CMS finalized several updates to measure/activity inventories and scoring methodologies that impact different MIPS reporting pathways, including but not limited to:

 

  • 190 total quality measures for the 2026 performance period,
  • Setting of the performance threshold through the CY2028 performance period at 75 points to provide program stability,
  • Implementation of five new MIPS quality measures, including three high priority measures,
  • Removal of 10 MIPS quality measures,
  • Substantive changes to 30 MIPS quality measures,
  • Updates to the APP Plus measures set to align with the MIPS quality measure inventory,
  • Modifications to the MIPS cost measure inventory,
  • Updates to the operational list of care episode and patient condition groups and codes to align with changes in service and diagnosis codes used to define these groups,
  • Adoption of a two-year informational-only feedback period for new cost measures, during which they will not affect MIPS cost performance category scores, final scores, or payment adjustments until the third year after introduction,
  • Revision of two population-based cost measures, including Total Per Capita Cost (TPCC),
  • Modification of the definition of high priority measure to remove references to health equity,
  • Addition of the Advancing Health and Wellness IA subcategory, removal of the Achieving Health Equity IA subcategory, and addition of three new IAs, and
  • Changes to two PI measures and addition of a new optional bonus measure: Public Health Reporting Using Trusted Exchange Framework and Common Agreement (TEFCA).

MVP Proposals

CMS previously finalized the creation of the MVP, a reporting option for MIPS intended to provide a more cohesive participation experience by aligning activities from the four MIPS performance categories around a certain specialty, medical condition, or patient population.

 

CMS finalizes six new MVPs for the CY 2026 performance period, including Diagnostic Radiology, Interventional Radiology, Neuropsychology, Pathology, Podiatry, and Vascular Surgery.
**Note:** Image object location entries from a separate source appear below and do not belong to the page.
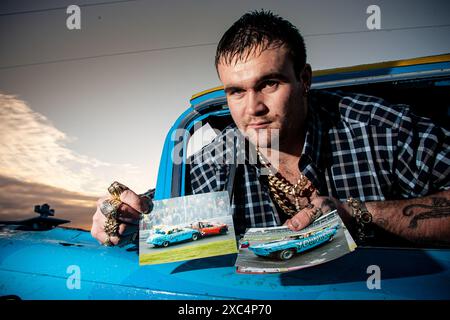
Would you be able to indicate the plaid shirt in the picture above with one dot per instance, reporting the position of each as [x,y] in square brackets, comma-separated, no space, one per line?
[356,146]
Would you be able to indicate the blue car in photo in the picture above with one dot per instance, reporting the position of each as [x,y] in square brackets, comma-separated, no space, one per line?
[165,237]
[286,248]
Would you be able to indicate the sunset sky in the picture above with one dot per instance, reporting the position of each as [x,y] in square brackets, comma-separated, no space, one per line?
[82,108]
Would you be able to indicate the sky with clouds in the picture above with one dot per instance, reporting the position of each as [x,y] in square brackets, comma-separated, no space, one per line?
[82,108]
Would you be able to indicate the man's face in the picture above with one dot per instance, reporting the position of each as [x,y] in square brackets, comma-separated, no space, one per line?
[264,96]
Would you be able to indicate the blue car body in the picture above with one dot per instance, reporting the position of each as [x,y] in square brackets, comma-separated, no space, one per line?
[174,235]
[296,244]
[38,263]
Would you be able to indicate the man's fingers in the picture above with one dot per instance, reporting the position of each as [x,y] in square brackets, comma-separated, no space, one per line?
[139,204]
[125,212]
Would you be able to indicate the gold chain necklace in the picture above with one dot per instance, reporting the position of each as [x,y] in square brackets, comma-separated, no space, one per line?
[291,198]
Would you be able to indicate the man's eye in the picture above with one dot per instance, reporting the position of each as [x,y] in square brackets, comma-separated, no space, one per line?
[236,92]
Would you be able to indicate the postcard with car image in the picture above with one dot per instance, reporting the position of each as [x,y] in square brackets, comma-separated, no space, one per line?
[278,249]
[186,228]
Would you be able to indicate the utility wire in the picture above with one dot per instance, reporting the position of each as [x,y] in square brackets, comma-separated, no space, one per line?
[208,44]
[65,7]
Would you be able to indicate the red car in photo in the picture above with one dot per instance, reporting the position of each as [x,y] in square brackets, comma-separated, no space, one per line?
[209,229]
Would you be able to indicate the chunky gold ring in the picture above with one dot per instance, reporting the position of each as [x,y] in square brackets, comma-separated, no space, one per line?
[108,242]
[116,189]
[112,227]
[110,207]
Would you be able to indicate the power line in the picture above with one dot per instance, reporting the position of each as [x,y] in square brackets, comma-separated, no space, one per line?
[64,8]
[206,45]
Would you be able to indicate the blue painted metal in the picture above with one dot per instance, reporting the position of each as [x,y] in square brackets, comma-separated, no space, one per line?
[163,185]
[37,264]
[34,265]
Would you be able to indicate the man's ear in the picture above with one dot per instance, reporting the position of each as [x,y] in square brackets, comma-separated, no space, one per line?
[306,77]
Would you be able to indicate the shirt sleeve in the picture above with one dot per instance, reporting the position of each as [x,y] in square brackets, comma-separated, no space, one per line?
[423,153]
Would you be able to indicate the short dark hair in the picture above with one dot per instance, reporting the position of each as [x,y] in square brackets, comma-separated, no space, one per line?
[261,30]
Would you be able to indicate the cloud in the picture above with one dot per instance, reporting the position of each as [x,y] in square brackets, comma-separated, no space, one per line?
[33,150]
[18,198]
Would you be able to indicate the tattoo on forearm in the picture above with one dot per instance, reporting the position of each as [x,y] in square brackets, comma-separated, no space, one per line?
[440,208]
[328,204]
[381,222]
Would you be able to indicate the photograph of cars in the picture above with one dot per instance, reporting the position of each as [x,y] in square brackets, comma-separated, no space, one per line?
[210,229]
[286,248]
[163,237]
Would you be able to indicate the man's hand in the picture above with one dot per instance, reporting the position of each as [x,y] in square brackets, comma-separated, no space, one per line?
[128,216]
[304,217]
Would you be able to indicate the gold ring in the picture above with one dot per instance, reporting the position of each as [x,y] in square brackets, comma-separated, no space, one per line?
[111,227]
[116,189]
[108,242]
[110,207]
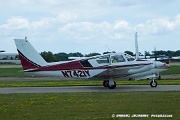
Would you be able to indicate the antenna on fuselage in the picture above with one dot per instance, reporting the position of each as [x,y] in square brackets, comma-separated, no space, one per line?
[136,46]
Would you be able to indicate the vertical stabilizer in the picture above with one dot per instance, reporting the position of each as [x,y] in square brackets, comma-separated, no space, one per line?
[30,58]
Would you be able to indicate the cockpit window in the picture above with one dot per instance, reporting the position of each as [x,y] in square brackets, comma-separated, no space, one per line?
[129,57]
[103,60]
[117,58]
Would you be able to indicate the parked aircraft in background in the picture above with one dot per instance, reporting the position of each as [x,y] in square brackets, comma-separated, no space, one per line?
[107,67]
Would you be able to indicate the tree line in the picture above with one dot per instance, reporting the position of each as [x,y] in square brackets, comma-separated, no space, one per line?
[62,56]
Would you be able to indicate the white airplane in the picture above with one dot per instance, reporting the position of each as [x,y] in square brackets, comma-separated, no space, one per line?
[107,67]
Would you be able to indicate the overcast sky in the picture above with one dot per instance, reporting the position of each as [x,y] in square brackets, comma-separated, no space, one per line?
[88,26]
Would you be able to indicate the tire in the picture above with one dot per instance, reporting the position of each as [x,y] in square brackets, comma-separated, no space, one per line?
[112,86]
[105,83]
[153,83]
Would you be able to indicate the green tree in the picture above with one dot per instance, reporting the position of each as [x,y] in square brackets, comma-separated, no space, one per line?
[129,52]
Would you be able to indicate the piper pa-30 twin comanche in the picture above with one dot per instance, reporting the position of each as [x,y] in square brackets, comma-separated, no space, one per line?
[107,67]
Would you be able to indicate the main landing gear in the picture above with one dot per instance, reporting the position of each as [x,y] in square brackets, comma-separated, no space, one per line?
[111,84]
[153,83]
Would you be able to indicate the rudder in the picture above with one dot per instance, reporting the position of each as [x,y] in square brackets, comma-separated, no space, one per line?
[30,58]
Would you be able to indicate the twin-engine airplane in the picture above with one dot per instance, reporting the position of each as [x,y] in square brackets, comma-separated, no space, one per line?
[107,67]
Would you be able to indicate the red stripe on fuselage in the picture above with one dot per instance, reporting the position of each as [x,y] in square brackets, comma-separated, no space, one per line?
[26,63]
[63,66]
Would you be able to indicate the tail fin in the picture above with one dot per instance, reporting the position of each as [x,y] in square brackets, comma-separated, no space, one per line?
[30,58]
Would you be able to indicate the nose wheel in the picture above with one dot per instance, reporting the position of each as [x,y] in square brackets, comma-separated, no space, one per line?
[109,83]
[153,83]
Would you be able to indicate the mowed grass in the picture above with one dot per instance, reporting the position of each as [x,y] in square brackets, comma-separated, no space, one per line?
[11,72]
[172,70]
[88,106]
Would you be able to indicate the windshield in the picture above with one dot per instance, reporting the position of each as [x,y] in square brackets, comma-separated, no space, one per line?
[129,57]
[117,58]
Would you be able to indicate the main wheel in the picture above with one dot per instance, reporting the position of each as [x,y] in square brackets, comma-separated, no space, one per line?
[105,83]
[112,86]
[153,83]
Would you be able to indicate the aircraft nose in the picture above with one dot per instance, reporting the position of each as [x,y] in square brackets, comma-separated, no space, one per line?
[161,65]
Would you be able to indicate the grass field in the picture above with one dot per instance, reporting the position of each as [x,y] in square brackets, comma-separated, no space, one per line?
[79,83]
[88,106]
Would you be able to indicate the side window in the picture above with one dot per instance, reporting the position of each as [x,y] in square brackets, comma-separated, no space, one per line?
[117,58]
[103,60]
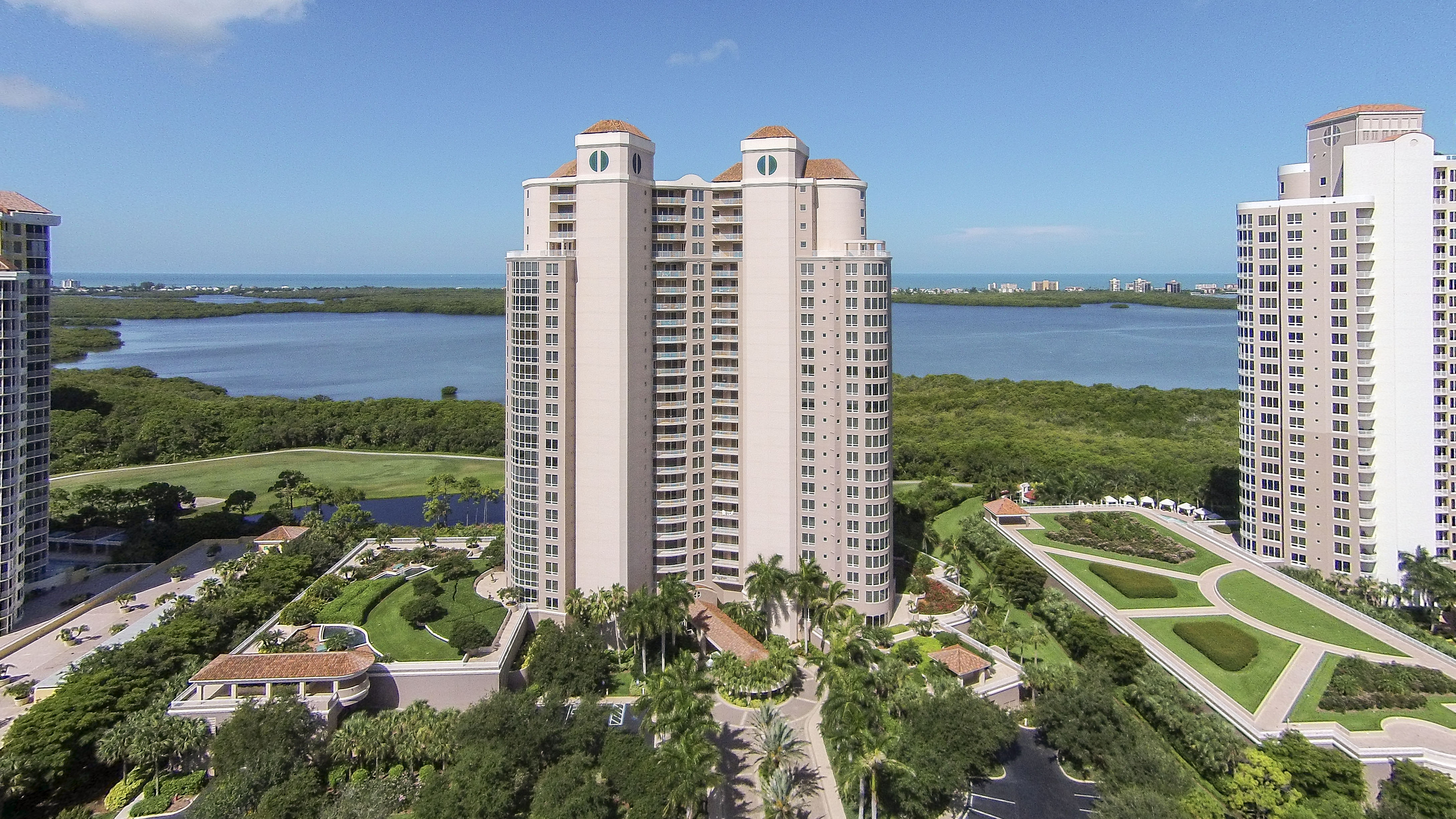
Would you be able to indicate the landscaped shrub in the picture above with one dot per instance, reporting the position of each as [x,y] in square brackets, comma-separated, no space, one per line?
[938,598]
[126,790]
[1360,685]
[357,599]
[1119,533]
[1136,585]
[1226,645]
[159,804]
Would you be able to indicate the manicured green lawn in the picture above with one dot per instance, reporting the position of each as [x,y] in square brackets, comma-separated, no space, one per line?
[378,475]
[1253,595]
[1189,594]
[1307,709]
[949,525]
[1202,562]
[394,636]
[1247,687]
[1049,654]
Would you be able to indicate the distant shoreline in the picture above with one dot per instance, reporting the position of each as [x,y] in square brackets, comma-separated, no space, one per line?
[1069,299]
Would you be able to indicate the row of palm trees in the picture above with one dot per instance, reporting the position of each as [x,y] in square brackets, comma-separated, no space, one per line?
[816,599]
[414,736]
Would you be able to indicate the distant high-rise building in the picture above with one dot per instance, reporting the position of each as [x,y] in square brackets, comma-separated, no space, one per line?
[1344,430]
[25,398]
[700,374]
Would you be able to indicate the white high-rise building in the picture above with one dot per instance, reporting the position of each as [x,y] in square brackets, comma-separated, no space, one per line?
[25,398]
[1344,349]
[700,374]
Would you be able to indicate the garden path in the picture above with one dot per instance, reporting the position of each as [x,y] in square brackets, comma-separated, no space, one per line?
[1400,736]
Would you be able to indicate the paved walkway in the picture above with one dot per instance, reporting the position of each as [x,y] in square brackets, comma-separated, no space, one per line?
[1398,736]
[742,795]
[47,655]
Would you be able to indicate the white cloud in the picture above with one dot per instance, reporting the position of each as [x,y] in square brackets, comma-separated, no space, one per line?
[1023,232]
[705,56]
[185,22]
[30,95]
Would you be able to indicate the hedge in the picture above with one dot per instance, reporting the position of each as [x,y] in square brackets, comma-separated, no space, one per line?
[1136,585]
[1228,646]
[357,599]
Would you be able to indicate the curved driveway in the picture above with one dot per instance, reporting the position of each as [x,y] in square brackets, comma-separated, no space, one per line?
[1400,736]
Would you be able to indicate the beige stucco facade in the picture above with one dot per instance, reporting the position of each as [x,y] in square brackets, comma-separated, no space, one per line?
[1343,350]
[698,374]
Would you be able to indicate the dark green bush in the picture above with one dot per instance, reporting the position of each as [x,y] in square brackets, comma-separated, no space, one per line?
[1226,645]
[1360,685]
[1136,585]
[1119,533]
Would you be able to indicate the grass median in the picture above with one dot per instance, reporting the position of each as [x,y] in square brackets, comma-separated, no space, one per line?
[1259,598]
[1187,591]
[1202,562]
[1247,687]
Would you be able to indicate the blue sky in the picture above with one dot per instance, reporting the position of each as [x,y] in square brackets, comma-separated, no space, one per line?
[351,136]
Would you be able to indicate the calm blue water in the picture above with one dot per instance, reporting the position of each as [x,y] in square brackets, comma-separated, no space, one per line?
[351,356]
[902,279]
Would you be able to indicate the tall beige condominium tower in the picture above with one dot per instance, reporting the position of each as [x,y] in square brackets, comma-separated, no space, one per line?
[25,397]
[1344,350]
[700,374]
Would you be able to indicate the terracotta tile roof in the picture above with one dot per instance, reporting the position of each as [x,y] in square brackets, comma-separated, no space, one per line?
[828,170]
[1002,508]
[309,665]
[724,633]
[1375,108]
[11,200]
[960,659]
[615,126]
[734,174]
[280,534]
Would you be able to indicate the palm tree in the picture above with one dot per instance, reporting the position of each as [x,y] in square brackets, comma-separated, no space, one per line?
[873,760]
[471,492]
[775,742]
[692,769]
[673,599]
[615,601]
[766,585]
[579,607]
[831,607]
[640,620]
[807,586]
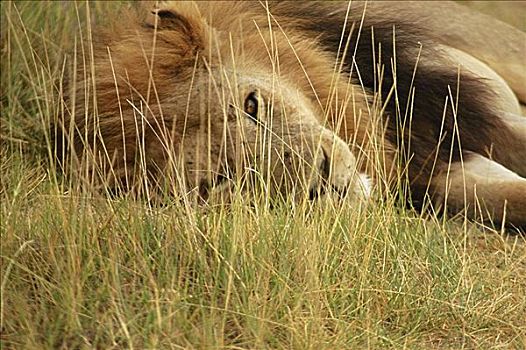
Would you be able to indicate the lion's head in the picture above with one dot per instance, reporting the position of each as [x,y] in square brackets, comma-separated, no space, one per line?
[182,96]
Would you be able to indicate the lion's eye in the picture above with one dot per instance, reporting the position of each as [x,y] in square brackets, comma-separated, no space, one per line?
[251,106]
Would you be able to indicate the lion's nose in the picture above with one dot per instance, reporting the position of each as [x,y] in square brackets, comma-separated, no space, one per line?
[338,171]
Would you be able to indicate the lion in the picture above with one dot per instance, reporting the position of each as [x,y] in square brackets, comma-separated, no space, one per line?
[310,98]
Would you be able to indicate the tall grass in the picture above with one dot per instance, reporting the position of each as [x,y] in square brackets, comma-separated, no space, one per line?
[84,270]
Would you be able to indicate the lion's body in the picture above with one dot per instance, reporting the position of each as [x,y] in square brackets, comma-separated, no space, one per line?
[170,89]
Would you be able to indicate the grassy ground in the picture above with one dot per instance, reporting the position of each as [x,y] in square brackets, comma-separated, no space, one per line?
[85,271]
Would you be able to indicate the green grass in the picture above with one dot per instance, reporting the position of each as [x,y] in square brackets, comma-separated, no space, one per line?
[81,270]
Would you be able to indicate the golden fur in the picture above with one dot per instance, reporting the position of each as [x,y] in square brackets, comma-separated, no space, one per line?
[172,87]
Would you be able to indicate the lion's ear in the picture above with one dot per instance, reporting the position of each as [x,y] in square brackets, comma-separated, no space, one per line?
[182,22]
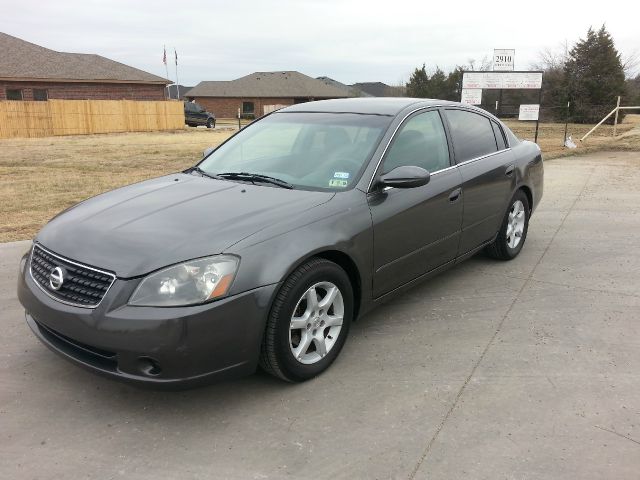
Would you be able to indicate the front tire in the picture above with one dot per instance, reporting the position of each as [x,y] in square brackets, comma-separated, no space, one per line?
[309,322]
[513,231]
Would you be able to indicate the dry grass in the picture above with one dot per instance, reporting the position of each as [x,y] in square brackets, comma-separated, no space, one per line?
[551,136]
[40,177]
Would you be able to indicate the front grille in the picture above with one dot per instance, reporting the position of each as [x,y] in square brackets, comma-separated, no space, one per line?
[82,286]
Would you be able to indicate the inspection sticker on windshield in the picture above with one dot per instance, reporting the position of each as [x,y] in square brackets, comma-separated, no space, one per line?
[338,183]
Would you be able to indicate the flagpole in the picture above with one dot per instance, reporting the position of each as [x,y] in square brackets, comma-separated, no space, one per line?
[177,81]
[166,67]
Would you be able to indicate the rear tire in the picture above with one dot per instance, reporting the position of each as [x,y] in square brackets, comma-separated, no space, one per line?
[308,323]
[513,231]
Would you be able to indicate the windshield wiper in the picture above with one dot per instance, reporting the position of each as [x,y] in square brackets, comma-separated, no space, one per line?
[202,172]
[255,177]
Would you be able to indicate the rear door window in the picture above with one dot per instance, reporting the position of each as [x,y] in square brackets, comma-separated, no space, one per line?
[472,135]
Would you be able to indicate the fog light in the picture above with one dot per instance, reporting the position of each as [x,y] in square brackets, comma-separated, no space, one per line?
[149,366]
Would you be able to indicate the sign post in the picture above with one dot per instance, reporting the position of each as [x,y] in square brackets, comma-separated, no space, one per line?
[471,96]
[503,59]
[508,80]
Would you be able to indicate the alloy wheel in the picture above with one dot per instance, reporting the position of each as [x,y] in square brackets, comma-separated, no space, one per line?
[515,224]
[316,322]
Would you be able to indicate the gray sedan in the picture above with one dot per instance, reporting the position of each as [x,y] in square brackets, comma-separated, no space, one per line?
[267,250]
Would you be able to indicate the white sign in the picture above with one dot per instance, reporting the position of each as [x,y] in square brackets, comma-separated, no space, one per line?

Additionally, CMS finalizes:

 

  • Modification to all 21 existing MVPs,
  • Requiring groups to attest to their specialty composition (i.e., whether they are single-specialty or multispecialty small practices) during the MVP registration process, rather than CMS making this determination,
  • Allowing multispecialty small practices to report an MVP as a group, without being required to form subgroups starting in the CY 2026 performance period, and
  • Giving Qualified Clinical Data Registries (QCDRs) and Qualified Registries one year after a new MVP is finalized before they are required to fully support that MVP.

 

SNMMI expects that CMS will release the CY 26 Hospital Outpatient Prospective Payment System (OPPS) Final Rule soon. In the meantime, the Society will continue to engage with CMS to protect fair reimbursement for nuclear medicine procedures and to advance data-driven, specialty-appropriate policies.